Obligations : presque plus de rendement
En ce qui concerne les obligations, RA est très pessimiste : pour l’indice global (Barclays Global Aggregate), 0,2% de rendement réel attendu avec une volatilité de 5,9% ; pour les obligations long terme du trésor US, -1,9% de rendement réel attendu avec une volatilité très élevée de 11,6% ; pour les obligations court terme du trésor US, 0,2% de rendement réel attendu avec une volatilité de 2,2%.
Pour trouver du rendement, il va falloir prendre du risque : RA attend un rendement réel de 3,8% pour les obligations émergentes en devises locales avec une volatilité de 17,3% ; pour les obligations émergentes en USD, le rendement attendu est de 2,3% avec une volatilité de 9,2% ; et pour le haut rendement en USD le rendement attendu est de 2,2% avec une volatilité de 9,7%.
C’est sur les devises émergentes que le risque sera le mieux rémunéré selon RA, qui en attend un rendement de 3,6% et une volatilité de 10,1%.
La politique des banques centrales consistant à baisser les taux d’intérêt et à les maintenir durablement à un niveau bas (voire négatif pour certaines échéances plus courtes) pose bien entendu des problèmes majeurs aux investisseurs obligataires qui ont besoin du coupon pour atteindre leurs objectifs (servir les retraites par exemple).
J’en profite pour ouvrir une page de publicité : j’animerai lors de la prochaine Journée Nationale des Investisseurs qui aura lieu le 8 décembre prochain un atelier consacré à cette problématique qui risque d’être durablement d’actualité, avec un remarquable panel de gérants et d’investisseurs institutionnels.
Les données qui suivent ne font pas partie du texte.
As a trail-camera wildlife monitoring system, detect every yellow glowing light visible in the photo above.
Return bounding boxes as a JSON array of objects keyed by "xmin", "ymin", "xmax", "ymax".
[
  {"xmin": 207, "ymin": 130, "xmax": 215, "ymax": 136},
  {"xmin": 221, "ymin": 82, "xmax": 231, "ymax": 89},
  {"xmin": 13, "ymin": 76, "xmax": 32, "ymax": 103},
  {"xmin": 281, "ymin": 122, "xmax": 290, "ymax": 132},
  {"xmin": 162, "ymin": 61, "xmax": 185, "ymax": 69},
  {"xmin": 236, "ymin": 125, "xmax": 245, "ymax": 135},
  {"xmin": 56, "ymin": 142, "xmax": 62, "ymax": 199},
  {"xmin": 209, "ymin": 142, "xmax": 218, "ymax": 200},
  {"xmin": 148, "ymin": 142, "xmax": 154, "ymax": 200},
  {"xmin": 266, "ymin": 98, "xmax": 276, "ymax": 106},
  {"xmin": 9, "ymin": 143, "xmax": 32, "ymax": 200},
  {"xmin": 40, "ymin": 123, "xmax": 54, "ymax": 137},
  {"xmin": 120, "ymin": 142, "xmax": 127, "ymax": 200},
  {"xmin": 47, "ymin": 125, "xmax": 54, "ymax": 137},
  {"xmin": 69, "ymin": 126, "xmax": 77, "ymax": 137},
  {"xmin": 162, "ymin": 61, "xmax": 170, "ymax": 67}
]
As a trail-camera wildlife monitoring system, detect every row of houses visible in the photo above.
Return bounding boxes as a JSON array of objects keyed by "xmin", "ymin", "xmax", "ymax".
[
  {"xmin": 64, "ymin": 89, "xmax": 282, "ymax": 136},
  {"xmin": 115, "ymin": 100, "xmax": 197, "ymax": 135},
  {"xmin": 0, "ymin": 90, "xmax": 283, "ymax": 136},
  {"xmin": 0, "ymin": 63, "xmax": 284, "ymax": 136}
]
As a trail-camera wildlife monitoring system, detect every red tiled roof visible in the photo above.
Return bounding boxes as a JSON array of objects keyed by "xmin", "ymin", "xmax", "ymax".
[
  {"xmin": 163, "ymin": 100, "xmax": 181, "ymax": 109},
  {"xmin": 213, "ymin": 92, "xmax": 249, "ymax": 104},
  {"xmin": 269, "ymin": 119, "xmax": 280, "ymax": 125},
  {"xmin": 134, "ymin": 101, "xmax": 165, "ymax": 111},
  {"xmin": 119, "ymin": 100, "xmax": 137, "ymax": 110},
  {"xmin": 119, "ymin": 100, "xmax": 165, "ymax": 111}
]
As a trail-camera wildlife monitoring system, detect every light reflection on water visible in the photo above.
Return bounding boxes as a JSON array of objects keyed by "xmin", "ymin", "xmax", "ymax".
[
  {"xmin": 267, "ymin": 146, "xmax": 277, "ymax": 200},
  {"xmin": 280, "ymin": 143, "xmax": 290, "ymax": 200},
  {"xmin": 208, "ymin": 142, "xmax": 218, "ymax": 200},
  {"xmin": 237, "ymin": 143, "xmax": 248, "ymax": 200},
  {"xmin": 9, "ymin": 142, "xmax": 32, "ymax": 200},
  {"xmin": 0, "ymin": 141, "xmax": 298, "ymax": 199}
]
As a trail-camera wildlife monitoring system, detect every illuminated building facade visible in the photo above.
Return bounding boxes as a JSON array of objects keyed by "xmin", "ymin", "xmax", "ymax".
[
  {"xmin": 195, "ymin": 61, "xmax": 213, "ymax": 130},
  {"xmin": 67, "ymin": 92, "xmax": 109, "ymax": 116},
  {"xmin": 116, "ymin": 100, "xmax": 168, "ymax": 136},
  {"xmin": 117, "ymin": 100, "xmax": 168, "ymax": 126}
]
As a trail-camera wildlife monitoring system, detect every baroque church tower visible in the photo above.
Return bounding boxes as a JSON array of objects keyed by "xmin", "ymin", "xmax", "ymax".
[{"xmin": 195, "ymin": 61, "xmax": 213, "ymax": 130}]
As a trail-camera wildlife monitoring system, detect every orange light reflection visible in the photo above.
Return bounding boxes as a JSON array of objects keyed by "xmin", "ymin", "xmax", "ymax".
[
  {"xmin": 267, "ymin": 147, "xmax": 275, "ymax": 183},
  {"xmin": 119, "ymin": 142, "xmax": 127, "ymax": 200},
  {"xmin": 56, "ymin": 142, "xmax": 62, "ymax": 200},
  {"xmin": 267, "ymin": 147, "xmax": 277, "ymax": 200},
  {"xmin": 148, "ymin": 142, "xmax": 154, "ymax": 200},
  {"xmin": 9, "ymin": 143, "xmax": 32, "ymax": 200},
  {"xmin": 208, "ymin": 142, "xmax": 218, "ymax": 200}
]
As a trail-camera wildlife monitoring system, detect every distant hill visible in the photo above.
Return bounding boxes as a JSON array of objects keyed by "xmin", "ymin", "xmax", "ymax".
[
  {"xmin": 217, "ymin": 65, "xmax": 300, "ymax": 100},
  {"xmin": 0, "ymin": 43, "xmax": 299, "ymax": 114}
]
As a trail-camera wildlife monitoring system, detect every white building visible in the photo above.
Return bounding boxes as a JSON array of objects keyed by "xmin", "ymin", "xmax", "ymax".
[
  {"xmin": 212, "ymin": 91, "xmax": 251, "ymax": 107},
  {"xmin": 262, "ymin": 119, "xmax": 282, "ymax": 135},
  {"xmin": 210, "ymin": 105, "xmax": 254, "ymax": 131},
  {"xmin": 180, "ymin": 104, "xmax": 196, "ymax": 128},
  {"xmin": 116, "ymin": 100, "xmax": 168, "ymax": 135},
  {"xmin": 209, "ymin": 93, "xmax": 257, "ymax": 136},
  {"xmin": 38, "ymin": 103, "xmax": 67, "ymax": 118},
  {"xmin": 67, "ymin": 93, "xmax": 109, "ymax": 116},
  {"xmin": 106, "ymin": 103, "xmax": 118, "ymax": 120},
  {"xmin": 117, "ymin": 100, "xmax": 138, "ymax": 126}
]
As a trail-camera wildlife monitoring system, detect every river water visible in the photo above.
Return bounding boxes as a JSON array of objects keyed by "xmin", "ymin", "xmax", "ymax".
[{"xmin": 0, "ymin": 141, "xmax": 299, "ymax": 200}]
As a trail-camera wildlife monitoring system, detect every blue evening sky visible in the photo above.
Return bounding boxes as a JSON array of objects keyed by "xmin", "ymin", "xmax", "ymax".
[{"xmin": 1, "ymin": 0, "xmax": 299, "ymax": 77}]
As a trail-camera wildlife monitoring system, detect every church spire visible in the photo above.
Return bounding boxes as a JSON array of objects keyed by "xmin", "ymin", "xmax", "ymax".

Que tirer de ces prévisions ?
Bien entendu, ma présentation des prévisions de rendement et de risque de RA n’implique pas que je sois d’accord avec celles-ci. Vous êtes invité(e)s à ne pas les croire aveuglément non plus et à faire vos propres diligences.
Ceci étant dit, il est important d’avoir des vues sur les rendements futurs des classes d’actifs pour établir une allocation d’actifs stratégique. Ce n’est qu’ensuite que l’on peut construire un portefeuille avec des fonds (actifs et/ou passifs selon les convictions de chacun).
Il importe également d’avoir la plus grande diversification dans son portefeuille : diversification entre classes d’actifs et au sein des classes d’actifs.
Je n’ai pas mentionné les vues de RA sur les matières premières physiques (« commodities » dans le graphique ci-dessus) ou l’immobilier coté (« REITS »), qui constituent des classes d’actifs ou des sous classes d’actifs pouvant apporter de la décorrélation à une allocation composée d’actions et d’obligations (donc réduire le risque global du portefeuille).
Enfin, si vous croyez au retour à la moyenne (qui est l’expression mathématique de l’adage selon lequel les arbres ne montent pas jusqu’au ciel), il importe de rebalancer périodiquement votre portefeuille afin de rétablir l’allocation d’actifs stratégique. Ce faisant, vous vendrez les positions ayant enregistré des gains pour acheter celles ayant enregistré des pertes.
Le rebalancement n’est pas synomyme d’amélioration systématique de la performance (vendre une position qui a monté quand elle continue de monter fait en réalité perdre de l’argent), mais permet de rétablir le profil de risque du portefeuille. Et si, comme Research Associates, vous croyez au retour à la moyenne, c’est la meilleure solution.
3 réponses sur « Les rendements en berne de Research Affiliates »
Bonjour,
Merci pour cet article.
J’applique moi-même tous les 6 mois le rebalancement de mon portefeuille, pour revenir à mon allocation d’actifs cible (20% actions dans mon patrimoine).
Merci Philippe.
Les prévisions…
Surabondantes et souvent divergentes d’une institution à l’autre, quel est leur intérêt, selon vous ?
De mon humble point de vue, à part justifier le salaire des gens qui les font, je ne vois pas trop.
Le plus rationnel est d’être bien diversifié, donc le plus neutre possible, pour capter toutes les surperformances par rapport aux anticipations des marchés.
Je suis d’accord avec vous : les prévisions ne présentent à peu près aucun intérêt.